Logo
50

Introduction to Reverse Engineering: Understanding CPUs, Assembly, and Tools

Comprehensive guide to reverse engineering fundamentals covering CPU architecture, assembly language, and essential analysis tools

CPU Architecture Diagram

What is Reverse Engineering?

Reverse engineering is the process of analyzing a system—whether it's software, hardware, or even a physical object—to understand its inner workings, design, and functionality. This process involves taking something that has already been built and breaking it down into its fundamental components to figure out how it operates. It's like taking apart a clock to see how all the gears work together. In this post, we'll cover the basics of reversing and binary exploitation. But first, what is a binary?
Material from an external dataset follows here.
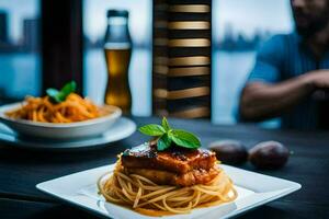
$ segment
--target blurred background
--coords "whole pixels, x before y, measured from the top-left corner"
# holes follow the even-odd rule
[[[72,45],[75,33],[78,35],[82,33],[81,50],[73,46],[71,46],[73,48],[69,47],[71,49],[69,57],[73,56],[73,51],[77,50],[81,60],[70,59],[72,67],[67,69],[76,73],[80,73],[78,71],[81,69],[78,82],[83,84],[83,94],[101,103],[107,76],[103,54],[106,11],[125,9],[129,11],[129,31],[134,45],[129,66],[132,113],[137,116],[151,115],[152,81],[155,80],[152,79],[154,13],[161,10],[161,2],[72,0],[69,1],[70,3],[65,3],[66,1],[56,1],[57,8],[53,8],[54,12],[49,10],[52,3],[45,2],[42,0],[0,0],[1,103],[22,100],[25,95],[41,95],[43,88],[47,84],[45,80],[57,80],[57,76],[52,76],[54,68],[50,67],[54,64],[46,62],[46,58],[43,59],[43,54],[44,57],[49,57],[57,51],[46,50],[48,46],[45,42],[49,42],[52,36],[47,35],[46,28],[42,30],[42,27],[43,25],[49,26],[52,22],[56,23],[56,20],[60,22],[59,15],[56,15],[59,11],[56,9],[60,9],[60,4],[64,8],[70,8],[68,14],[73,14],[81,21],[81,28],[71,28],[72,34],[68,37],[69,45]],[[237,123],[238,96],[253,66],[256,49],[271,35],[290,33],[293,30],[290,1],[213,0],[206,2],[212,9],[211,119],[216,124],[235,124]],[[70,22],[75,22],[73,19]],[[79,22],[76,23],[79,24]],[[56,25],[54,24],[54,28],[60,30]],[[63,33],[65,35],[67,32]],[[63,46],[56,42],[52,45]],[[64,54],[64,50],[60,53]],[[59,65],[61,65],[60,53],[58,51],[59,58],[57,57]],[[60,71],[60,68],[55,70]],[[65,73],[71,72],[57,72],[57,74]],[[270,126],[276,127],[277,120],[270,123]]]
A binary is the compiled, executable form of source code. When developers write programs in languages like C, the human-readable source code isn't directly executed by the computer. Instead, it's compiled into machine code - a binary file that the computer's processor can understand and execute. Binary exploitation refers to the process of identifying and leveraging vulnerabilities in compiled programs. In many software applications, bugs or flaws exist in the code. These bugs can create unintended behaviors or security weaknesses that attackers can exploit. By carefully analyzing and manipulating these vulnerabilities, an attacker can potentially force the binary to execute arbitrary code of their choosing. This means they can make the program perform actions outside its intended functionality, effectively gaining control over its behavior. This process lies at the heart of many cybersecurity attacks and is a critical area of study in reverse engineering.

Why is Reverse Engineering Important?

Reverse engineering is used in various industries for different purposes:

  • Cybersecurity Analysis: By reverse engineering malicious software (malware), security professionals can identify vulnerabilities and develop patches to protect systems from attacks.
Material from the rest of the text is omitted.